Hace siete años prácticamente no tenía competencia, porque no había aquí quien se dedicara a hacer bolsos del estilo y la forma en la que yo lo estaba haciendo. En este sentido, se me hizo fácil posicionar la marca, porque el concepto vintage y kitsch era poco visto y por eso me gustaba usar elementos rebuscados para que nadie tuviera exactamente el mismo producto que yo. 

¿Cuál consideras que es tu valor competitivo?

Todos los productos tienen una personalidad muy definida, si alguien va a una plaza o una tienda departamental no encuentra algo igual, se distingue; además trato de darles un valor agregado en sus compras, detallitos, como stickers, llaveros, para brindarle una experiencia significativa al cliente. 

También hago trabajo personalizado por encargo, para que sea un reflejo de la persona. Todo el trabajo es a mano y hago ediciones especiales limitadas, bolsas que sólo las hago una vez, para dar ese toque de originalidad en las piezas y exclusivo.

¿Cómo te abriste puertas para distribuir tu producto?

Me han ayudado mucho las redes sociales, Facebook, Twitter e Instagram, porque es fácil llegar a la gente, incluso de otros países. 

De unos años para acá hay más tiendas de diseño mexicano que abren espacios a nuevos diseños y eso me favorece.  Acá vendo bien, pero la gente de otros estados valoran mucho el producto, tengo puntos de venta en ciudades de Campeche, Quintana Roo, Yucatán, Veracruz, así como distribuidoras en otros estados como Tabasco y la Ciudad de México, ya envié producto a Argentina y tengo un pedido de Venezuela, que me contactaron por internet, de igual manera una persona en Estados Unidos me pidió piezas para una tienda de diseño mexicano que abrirá en ese país.

¿Cuando iniciaste, cómo resolviste el tema de la inversión inicial?

Para mis quince años mi papá me regaló dos guitarras, una eléctrica y una electroacústica, así que para emprender tuve que venderlas junto con  los amplificadores, con esto compré mis primeros materiales, luego conforme se fueron vendiendo los productos compré el equipo, incluso a crédito. 

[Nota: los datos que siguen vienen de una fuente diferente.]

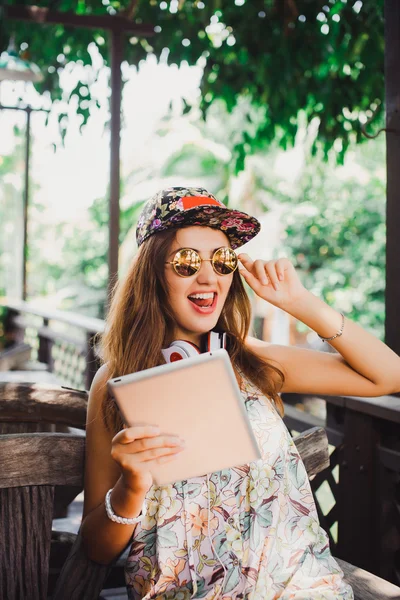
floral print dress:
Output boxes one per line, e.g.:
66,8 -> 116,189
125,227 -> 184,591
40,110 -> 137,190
125,381 -> 354,600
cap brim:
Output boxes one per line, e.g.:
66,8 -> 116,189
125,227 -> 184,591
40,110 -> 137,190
144,205 -> 261,249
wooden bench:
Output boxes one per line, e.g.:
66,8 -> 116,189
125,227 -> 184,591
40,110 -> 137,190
0,384 -> 399,599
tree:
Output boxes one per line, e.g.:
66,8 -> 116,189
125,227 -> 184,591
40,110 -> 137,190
2,0 -> 385,170
35,104 -> 235,318
278,135 -> 386,339
26,101 -> 386,337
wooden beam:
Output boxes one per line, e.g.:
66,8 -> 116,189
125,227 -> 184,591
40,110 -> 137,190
22,107 -> 31,301
0,383 -> 87,427
336,558 -> 400,600
385,0 -> 400,356
3,299 -> 105,333
0,433 -> 84,487
292,426 -> 330,478
108,28 -> 123,301
4,4 -> 155,34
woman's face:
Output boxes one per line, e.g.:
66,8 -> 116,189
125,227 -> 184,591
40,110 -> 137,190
165,226 -> 235,344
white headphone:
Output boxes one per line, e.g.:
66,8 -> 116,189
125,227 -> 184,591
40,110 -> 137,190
161,331 -> 227,363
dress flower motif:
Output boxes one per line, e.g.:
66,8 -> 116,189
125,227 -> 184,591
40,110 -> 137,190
249,462 -> 279,505
187,504 -> 219,537
156,556 -> 187,592
125,390 -> 354,600
226,524 -> 243,556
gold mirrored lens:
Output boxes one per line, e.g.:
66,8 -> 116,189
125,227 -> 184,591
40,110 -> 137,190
173,248 -> 201,277
212,247 -> 238,275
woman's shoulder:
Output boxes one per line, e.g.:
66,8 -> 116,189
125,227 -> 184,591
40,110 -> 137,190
87,364 -> 110,413
245,335 -> 272,356
86,364 -> 115,441
91,363 -> 110,390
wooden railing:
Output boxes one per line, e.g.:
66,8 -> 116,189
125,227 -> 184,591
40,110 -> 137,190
282,392 -> 400,586
1,300 -> 104,391
1,300 -> 400,586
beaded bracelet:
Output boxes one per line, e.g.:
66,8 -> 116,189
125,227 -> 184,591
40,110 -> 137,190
317,312 -> 345,343
105,488 -> 145,525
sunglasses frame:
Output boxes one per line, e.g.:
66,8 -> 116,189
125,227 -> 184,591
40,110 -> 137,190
165,246 -> 238,277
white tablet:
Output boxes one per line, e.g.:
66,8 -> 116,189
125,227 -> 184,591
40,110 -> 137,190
107,349 -> 261,485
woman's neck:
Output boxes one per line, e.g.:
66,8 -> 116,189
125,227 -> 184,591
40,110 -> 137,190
171,328 -> 203,348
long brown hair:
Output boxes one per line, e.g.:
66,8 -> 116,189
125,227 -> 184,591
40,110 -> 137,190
101,229 -> 285,432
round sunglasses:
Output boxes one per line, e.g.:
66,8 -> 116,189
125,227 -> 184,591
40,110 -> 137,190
165,247 -> 238,277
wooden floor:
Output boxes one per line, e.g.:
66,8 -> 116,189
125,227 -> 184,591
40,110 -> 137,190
53,493 -> 129,600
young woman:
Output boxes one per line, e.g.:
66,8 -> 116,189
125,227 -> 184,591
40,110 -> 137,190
81,186 -> 400,600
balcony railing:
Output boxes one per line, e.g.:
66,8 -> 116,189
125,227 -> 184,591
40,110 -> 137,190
1,300 -> 400,586
2,300 -> 104,391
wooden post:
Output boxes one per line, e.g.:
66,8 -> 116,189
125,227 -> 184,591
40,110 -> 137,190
22,107 -> 31,301
108,29 -> 123,305
385,0 -> 400,356
37,318 -> 54,371
3,307 -> 23,346
336,409 -> 379,573
2,8 -> 154,310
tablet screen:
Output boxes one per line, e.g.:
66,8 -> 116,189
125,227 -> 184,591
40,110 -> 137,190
108,349 -> 261,485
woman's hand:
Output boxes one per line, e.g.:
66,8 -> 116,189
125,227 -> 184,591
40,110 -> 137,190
238,255 -> 308,310
111,426 -> 185,493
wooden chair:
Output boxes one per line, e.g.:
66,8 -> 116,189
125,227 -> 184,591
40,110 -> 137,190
0,382 -> 87,518
1,427 -> 400,600
1,383 -> 399,599
0,383 -> 87,434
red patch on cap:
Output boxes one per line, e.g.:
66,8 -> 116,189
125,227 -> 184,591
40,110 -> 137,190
181,196 -> 222,209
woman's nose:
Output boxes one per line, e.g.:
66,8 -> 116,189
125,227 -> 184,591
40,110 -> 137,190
196,259 -> 217,284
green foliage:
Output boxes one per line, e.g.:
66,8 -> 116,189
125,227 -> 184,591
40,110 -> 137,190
0,130 -> 26,300
25,115 -> 386,338
3,0 -> 384,171
31,196 -> 109,318
279,138 -> 386,339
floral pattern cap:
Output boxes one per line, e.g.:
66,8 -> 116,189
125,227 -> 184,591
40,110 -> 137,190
136,186 -> 261,250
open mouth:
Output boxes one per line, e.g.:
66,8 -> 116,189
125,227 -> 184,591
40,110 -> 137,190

Al principio el flujo de dinero era muy poco, lo que entraba era casi lo mismo que salía, prácticamente no tenía ganancias. Luego, cuando salí de la universidad, entré a trabajar a una empresa que diseñaba y armaba cocinas integrales, allí estuve un año, me iba muy bien y con eso ahorré para invertirle más al negocio, de ahí saqué mi capital.

Ahora de esto vivo, ya no necesito traer dinero de otra fuente, ahora tengo hasta un sueldo, cubro los gastos fijos y el sueldo de una joven que me ayuda al armado de las piezas.

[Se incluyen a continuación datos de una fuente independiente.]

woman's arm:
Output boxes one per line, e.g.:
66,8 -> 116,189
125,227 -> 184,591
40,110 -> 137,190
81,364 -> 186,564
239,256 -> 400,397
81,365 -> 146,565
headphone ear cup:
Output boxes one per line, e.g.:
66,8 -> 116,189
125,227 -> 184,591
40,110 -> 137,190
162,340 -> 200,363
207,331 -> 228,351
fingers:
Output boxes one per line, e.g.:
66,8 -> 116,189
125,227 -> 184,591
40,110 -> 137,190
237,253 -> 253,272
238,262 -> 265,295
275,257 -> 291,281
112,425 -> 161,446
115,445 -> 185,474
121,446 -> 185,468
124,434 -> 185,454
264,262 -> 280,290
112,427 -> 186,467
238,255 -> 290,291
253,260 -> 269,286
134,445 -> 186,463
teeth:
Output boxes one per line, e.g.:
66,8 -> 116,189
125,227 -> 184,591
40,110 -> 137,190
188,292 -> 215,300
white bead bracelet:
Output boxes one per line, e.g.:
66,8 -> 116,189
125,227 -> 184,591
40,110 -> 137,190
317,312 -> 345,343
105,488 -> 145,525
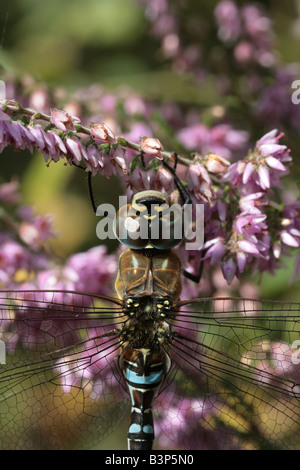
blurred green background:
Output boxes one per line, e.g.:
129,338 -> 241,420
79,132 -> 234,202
0,0 -> 300,450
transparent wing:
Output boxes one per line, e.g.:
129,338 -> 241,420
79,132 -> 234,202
0,290 -> 129,450
2,292 -> 300,450
154,297 -> 300,450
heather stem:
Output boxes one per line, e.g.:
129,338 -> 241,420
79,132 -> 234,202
1,100 -> 194,168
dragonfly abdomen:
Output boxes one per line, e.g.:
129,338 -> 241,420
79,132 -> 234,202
122,347 -> 165,450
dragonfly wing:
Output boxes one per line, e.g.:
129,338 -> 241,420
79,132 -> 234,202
0,290 -> 129,450
154,297 -> 300,450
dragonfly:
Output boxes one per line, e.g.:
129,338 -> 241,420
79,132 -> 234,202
0,188 -> 300,450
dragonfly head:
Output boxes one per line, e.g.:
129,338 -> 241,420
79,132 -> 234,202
113,190 -> 185,250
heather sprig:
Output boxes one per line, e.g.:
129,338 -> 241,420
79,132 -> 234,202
1,97 -> 299,285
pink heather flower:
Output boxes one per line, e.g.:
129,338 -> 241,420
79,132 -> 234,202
178,124 -> 248,160
205,154 -> 230,174
19,223 -> 42,248
210,124 -> 248,153
256,130 -> 289,162
140,136 -> 164,160
51,109 -> 80,132
228,130 -> 290,193
162,33 -> 180,57
214,0 -> 241,43
34,268 -> 78,294
239,192 -> 266,214
187,162 -> 215,204
234,41 -> 254,65
0,240 -> 32,277
5,120 -> 24,148
221,257 -> 236,285
0,180 -> 20,204
272,241 -> 281,259
17,246 -> 117,304
236,251 -> 247,272
0,107 -> 11,121
51,131 -> 67,154
65,137 -> 85,164
177,124 -> 210,150
256,129 -> 279,146
110,150 -> 128,176
258,165 -> 270,189
154,166 -> 175,192
242,162 -> 255,184
91,123 -> 117,145
126,167 -> 156,196
124,122 -> 153,144
19,215 -> 56,249
66,245 -> 116,295
259,144 -> 287,158
221,160 -> 245,187
205,238 -> 226,264
29,87 -> 50,114
265,155 -> 286,171
28,125 -> 46,152
99,93 -> 117,113
42,130 -> 57,159
21,125 -> 37,153
124,95 -> 149,116
280,231 -> 299,248
217,199 -> 227,221
237,239 -> 259,255
234,212 -> 267,237
85,145 -> 104,173
152,13 -> 177,40
241,5 -> 272,43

¿Qué retos has enfrentado en tu proceso de crecimiento?

Al principio fue el dinero, luego todo se fue acomodando, y el año pasado tuve a mi bebé (Magnolia) el negocio y mi vida se tuvo que reenfocar para no descuidar nada, porque a pesar de lo que algunos me decían, que mi hija sería un limitante de mi carrera, al contrario para mí es un aliciente y la inspiración para seguir adelante, de hecho desde que nació he tenido más trabajo. 

Ahora estoy planeando ampliar mis productos, creando además de la línea de bolsas, ropa, seguir creando y vivir de esto, porque no nací para un trabajo convencional, prefiero que yo sea la que arme la agenda y dedique el tiempo a lo que importa, sí se puede, a pesar de que había quienes me decían que no se puede vivir del diseño.

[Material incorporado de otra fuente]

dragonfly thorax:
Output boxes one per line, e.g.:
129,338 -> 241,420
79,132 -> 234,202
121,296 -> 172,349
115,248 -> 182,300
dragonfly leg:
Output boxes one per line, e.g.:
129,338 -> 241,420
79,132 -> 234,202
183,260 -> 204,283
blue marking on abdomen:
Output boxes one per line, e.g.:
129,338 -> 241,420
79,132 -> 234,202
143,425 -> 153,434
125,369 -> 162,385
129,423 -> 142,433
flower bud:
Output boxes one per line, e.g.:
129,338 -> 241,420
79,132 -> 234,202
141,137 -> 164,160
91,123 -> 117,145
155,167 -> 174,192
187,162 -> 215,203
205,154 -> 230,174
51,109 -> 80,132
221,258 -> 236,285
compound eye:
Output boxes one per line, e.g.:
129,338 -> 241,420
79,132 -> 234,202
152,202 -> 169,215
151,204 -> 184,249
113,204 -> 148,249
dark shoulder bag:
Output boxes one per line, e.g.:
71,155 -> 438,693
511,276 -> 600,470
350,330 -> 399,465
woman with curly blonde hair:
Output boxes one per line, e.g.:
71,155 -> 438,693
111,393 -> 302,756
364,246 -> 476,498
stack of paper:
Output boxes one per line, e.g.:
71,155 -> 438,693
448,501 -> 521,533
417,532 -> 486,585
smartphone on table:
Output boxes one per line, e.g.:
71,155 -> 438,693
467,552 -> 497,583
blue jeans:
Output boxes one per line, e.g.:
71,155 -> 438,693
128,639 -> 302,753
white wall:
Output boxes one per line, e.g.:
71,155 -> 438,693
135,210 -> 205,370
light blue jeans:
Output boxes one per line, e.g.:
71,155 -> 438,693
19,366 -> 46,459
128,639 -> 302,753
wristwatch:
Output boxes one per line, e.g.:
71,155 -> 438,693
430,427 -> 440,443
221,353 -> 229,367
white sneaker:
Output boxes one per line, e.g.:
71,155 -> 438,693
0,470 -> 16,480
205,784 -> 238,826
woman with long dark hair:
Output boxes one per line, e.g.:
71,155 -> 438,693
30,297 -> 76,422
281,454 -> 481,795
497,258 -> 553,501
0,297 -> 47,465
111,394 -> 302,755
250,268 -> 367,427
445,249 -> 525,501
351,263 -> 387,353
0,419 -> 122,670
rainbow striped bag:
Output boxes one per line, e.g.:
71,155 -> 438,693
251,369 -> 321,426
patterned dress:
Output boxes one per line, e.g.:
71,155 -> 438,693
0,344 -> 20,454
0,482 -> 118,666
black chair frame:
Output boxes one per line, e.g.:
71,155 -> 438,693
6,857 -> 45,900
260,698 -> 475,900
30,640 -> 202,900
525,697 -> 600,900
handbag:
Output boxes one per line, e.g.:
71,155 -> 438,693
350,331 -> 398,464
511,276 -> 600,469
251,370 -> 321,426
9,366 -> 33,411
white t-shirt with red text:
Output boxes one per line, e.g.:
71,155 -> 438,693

Con el tiempo he probado que sí se puede, ahora hasta doy talleres, el primero en Colectivo Bazar, para hacer bolsas con lona reciclada, plazas departamentales y en junio haré uno en la Universidad de Valladolid con costal de yute. 

¿Cuáles consideras que son los aprendizajes más significativos que has adquirido en estos siete años?

He aprendido a creer en mí, me he dado cuenta que he crecido profesionalmente y personalmente junto con mi marca. Una lección importante es el valor de la paciencia, porque en los negocios las ganancias no se ven de inmediato y no hay que desesperarse, creer en el proyecto y continuar insistiendo a pesar de todo.